What internet speed do I need to use VoIP?Posted on 17 October 2019 by Beaming Support
When you plan to make business phone calls over the internet using a VoIP or cloud voice system, you’ll want to ensure that the calls you make are crisp, clear and don’t drop out or distort the sound.
This means you’ll not only need to choose a system and equipment that can deliver on this; you’ll also need to ensure that your internet connection is up to the job.
It’s common for businesses to focus on the speed of their connectivity when they’re looking at their capacity to use VoIP, and you would want to look at the number of concurrent calls you are likely to make when selecting the speed of connection to run your calls over. However here we share other aspects of connectivity we think you should focus on as well.
What should we focus on?
Dedicated connection. What we mean by this is that – unless you’re using a fibre optic leased line – you’ll want to make sure that the internet connection used to make your voice calls is used only for that function. Read about how Adams & Jarrett had two superfast fibre optic broadband connections installed when they moved their phone system to the cloud. With businesses using an increasing number of cloud applications, you don’t want your voice data competing for bandwidth with other vital business processes. As well as being dedicated only to handling your call data, the router you use for this connection will need some specific settings to ensure the quality of your calls.

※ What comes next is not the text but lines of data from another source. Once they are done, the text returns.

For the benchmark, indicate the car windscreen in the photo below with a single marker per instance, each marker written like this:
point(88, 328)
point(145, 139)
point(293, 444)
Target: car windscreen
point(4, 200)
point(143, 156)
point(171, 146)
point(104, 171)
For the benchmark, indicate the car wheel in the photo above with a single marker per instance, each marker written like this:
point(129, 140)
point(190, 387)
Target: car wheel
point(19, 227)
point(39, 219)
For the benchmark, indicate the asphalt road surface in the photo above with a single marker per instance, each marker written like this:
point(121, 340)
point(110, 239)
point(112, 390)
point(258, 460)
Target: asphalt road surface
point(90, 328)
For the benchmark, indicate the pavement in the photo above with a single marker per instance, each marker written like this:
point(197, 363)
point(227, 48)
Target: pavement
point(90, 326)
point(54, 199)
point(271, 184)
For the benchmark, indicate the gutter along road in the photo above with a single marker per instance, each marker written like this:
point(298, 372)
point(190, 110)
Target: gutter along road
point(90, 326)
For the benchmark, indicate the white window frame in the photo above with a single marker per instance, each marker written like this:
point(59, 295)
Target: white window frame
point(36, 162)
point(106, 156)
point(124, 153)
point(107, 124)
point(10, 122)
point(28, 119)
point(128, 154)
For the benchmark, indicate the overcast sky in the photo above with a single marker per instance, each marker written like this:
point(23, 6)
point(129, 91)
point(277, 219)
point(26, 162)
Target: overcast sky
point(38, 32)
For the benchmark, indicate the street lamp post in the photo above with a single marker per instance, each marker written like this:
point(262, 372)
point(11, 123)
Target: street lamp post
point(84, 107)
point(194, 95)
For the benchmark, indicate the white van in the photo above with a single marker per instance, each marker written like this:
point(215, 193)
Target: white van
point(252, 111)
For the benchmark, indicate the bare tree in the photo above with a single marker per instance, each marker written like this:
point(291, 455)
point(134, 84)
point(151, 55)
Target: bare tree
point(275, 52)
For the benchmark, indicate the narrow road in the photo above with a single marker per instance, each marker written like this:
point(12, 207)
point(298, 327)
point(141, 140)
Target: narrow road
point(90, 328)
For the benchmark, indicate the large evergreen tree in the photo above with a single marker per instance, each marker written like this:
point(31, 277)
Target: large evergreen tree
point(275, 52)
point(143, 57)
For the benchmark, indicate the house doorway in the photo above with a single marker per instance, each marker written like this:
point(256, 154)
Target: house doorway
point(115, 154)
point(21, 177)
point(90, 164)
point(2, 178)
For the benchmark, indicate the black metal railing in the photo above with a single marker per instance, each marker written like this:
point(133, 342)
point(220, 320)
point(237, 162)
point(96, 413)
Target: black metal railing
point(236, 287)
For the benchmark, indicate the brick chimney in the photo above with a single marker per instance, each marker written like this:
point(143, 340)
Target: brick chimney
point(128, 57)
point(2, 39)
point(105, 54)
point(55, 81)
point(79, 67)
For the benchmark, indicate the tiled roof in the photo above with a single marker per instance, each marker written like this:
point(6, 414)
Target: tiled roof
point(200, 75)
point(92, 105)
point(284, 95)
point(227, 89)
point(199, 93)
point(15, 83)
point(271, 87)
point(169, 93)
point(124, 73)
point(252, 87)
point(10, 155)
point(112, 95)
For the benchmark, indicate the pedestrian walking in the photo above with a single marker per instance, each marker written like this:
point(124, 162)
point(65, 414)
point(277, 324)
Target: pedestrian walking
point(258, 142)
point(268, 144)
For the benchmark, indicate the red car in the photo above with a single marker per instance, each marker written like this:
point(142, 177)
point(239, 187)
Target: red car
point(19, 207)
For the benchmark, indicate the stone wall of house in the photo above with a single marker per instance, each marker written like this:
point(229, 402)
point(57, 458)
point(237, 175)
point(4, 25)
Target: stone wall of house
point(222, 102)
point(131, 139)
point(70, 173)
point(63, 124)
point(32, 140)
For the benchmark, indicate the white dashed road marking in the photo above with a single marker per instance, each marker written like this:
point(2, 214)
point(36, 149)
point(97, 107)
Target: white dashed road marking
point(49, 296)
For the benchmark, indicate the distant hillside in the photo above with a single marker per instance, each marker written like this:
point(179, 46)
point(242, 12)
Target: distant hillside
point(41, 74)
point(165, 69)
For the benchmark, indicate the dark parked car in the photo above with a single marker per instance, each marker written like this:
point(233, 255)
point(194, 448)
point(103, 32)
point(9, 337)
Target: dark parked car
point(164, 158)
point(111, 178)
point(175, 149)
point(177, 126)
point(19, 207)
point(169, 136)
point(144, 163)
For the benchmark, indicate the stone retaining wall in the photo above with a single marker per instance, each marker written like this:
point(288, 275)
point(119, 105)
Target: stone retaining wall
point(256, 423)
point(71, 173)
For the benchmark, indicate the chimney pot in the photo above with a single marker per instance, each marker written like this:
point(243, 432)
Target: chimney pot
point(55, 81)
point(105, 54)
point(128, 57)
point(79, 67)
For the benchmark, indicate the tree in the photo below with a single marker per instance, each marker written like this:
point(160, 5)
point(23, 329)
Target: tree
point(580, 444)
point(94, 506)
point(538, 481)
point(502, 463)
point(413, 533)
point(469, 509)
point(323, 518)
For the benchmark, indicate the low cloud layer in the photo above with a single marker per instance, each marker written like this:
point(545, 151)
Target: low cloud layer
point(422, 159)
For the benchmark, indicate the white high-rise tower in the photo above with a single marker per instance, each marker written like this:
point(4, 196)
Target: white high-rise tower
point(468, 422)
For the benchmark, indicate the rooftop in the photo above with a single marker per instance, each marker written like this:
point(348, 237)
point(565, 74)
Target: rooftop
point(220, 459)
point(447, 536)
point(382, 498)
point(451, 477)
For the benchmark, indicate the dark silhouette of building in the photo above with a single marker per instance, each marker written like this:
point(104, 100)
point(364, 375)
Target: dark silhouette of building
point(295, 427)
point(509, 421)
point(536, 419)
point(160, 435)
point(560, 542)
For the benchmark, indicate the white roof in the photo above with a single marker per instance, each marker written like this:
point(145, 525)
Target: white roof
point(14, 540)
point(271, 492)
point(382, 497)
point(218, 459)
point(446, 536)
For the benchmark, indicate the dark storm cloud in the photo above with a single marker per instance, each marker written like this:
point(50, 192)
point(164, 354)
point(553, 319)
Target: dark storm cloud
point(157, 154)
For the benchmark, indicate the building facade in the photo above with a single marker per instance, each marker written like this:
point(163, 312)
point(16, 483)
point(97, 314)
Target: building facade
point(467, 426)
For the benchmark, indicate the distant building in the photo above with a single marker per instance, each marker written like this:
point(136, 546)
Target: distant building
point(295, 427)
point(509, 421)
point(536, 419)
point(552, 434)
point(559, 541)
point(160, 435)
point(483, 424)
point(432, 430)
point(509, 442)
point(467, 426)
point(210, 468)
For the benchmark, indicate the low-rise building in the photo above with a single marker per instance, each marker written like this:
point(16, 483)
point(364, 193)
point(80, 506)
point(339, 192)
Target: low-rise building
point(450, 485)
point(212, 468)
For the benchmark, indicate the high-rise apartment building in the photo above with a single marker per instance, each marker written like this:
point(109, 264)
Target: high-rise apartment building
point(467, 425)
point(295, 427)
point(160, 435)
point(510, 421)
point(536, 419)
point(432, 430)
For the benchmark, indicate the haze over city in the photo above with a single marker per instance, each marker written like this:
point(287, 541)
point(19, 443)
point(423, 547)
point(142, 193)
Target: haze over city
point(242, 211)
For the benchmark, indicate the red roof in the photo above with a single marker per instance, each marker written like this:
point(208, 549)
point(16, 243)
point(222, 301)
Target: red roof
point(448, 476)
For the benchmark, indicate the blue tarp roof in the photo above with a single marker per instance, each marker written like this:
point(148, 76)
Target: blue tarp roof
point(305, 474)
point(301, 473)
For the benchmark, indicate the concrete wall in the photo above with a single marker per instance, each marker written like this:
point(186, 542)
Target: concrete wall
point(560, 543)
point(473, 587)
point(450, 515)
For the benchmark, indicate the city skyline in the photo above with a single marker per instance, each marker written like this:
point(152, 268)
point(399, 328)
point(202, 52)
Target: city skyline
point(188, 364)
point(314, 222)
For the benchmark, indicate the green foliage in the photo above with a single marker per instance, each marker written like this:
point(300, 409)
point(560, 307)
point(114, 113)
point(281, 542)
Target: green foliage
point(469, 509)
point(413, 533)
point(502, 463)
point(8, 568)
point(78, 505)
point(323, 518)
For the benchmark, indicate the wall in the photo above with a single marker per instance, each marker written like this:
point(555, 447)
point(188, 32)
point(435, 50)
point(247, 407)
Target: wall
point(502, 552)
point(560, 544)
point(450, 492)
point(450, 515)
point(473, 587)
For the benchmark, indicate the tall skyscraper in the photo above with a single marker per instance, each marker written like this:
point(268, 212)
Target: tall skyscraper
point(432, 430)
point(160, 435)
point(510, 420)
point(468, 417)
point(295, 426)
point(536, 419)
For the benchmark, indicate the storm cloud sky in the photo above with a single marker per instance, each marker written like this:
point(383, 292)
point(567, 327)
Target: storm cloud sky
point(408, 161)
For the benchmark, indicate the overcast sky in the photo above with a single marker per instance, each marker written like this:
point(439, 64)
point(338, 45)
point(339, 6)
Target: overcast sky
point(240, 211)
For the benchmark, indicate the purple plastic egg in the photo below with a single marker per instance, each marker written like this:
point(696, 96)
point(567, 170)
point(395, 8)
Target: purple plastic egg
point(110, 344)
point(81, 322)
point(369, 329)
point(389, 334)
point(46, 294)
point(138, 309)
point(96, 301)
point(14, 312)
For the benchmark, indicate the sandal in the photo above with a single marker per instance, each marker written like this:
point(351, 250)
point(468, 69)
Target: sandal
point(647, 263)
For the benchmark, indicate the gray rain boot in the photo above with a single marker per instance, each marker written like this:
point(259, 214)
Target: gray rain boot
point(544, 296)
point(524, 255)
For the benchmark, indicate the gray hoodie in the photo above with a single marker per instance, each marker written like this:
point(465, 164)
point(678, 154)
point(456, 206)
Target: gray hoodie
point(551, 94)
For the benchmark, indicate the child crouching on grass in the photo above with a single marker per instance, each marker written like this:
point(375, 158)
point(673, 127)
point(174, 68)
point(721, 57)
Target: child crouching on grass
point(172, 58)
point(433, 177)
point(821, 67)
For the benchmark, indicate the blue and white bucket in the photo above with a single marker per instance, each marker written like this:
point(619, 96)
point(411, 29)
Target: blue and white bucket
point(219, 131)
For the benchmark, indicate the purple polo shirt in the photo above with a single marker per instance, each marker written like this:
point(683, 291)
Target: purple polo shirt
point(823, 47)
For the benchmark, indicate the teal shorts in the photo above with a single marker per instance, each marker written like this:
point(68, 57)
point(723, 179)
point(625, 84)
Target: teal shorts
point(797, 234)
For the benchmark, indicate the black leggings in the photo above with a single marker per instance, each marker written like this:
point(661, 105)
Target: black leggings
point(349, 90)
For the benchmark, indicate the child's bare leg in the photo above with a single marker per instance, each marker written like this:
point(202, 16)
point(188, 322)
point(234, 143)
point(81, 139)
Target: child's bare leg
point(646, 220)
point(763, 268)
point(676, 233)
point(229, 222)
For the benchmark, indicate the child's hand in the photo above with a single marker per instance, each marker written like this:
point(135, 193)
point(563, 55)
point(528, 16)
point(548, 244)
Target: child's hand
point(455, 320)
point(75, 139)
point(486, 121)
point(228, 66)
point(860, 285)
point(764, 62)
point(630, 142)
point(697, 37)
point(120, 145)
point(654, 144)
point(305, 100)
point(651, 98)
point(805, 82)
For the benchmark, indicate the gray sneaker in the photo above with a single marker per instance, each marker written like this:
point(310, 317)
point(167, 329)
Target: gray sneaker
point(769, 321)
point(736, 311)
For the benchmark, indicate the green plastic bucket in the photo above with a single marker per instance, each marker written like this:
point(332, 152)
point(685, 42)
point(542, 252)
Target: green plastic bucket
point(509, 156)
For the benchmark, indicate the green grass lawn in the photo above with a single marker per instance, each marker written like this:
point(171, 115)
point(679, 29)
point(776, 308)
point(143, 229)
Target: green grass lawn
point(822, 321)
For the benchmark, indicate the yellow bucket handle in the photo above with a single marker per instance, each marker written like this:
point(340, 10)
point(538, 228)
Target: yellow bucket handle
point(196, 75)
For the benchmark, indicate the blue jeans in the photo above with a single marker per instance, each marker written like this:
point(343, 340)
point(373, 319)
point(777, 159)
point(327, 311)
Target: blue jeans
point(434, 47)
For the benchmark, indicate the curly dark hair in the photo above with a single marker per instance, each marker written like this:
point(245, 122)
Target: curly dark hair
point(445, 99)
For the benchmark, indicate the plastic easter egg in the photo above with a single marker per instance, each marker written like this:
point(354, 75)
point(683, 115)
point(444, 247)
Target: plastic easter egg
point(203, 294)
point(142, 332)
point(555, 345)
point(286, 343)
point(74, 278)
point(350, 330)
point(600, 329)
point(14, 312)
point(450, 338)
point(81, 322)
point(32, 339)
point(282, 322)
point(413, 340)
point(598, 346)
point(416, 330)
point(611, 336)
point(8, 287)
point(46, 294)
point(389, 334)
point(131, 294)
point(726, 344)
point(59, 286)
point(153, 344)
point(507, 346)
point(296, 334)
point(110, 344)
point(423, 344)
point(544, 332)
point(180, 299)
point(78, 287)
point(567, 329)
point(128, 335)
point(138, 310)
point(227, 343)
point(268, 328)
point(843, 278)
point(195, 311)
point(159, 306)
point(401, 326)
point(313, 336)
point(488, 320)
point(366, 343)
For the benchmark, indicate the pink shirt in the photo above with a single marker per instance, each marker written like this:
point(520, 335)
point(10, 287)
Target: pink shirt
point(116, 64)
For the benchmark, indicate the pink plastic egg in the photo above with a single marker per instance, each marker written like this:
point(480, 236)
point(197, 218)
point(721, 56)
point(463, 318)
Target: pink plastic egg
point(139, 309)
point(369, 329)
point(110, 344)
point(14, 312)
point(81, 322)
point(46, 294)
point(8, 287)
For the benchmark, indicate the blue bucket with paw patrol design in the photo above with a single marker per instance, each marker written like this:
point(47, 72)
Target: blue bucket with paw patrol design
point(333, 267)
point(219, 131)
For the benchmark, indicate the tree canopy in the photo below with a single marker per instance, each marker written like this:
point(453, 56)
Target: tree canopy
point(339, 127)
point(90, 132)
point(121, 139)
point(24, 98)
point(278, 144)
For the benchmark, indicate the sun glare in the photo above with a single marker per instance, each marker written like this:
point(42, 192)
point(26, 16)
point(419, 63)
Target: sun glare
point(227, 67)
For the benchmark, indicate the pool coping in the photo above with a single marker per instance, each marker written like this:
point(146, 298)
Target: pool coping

Contention. Different Internet Service Providers will offer different contention rates, which is – in basic terms – the number of users they will allow to share a certain amount of bandwidth at any given time. If your connection is highly contended you may get a great quality of service – in the early hours of the morning when no one else is online. Business specialist ISPs like Beaming know that companies can’t afford to suffer dips in the quality or speed of their connection throughout the day and plan their contention rates accordingly. A steady, low contention or uncontended internet connection translates to crisp, clear calls that don’t drop out and ensures your customers can have a great interaction with you.
Service. Moving your telephone system to the cloud represents a big change in a vital part of your business. You need to choose a provider that understands this and is able to alleviate any worries you may have. No one wants to be a pessimist, but asking “What happens if something goes wrong?” is important. Internet faults can be unavoidable at times, but if your ISP can’t give a promise of good quality connectivity that’s backed up by solid Service Level Agreements (which lay out how soon you should expect a resolution on any fault) then look elsewhere.
Whilst businesses will eventually be left with no choice when it comes to the move away from traditional phone lines, they do have plenty of options for IP telephony. Armed with the right information and technology, businesses should embrace this opportunity to enhance their communications and add flexibility to their systems.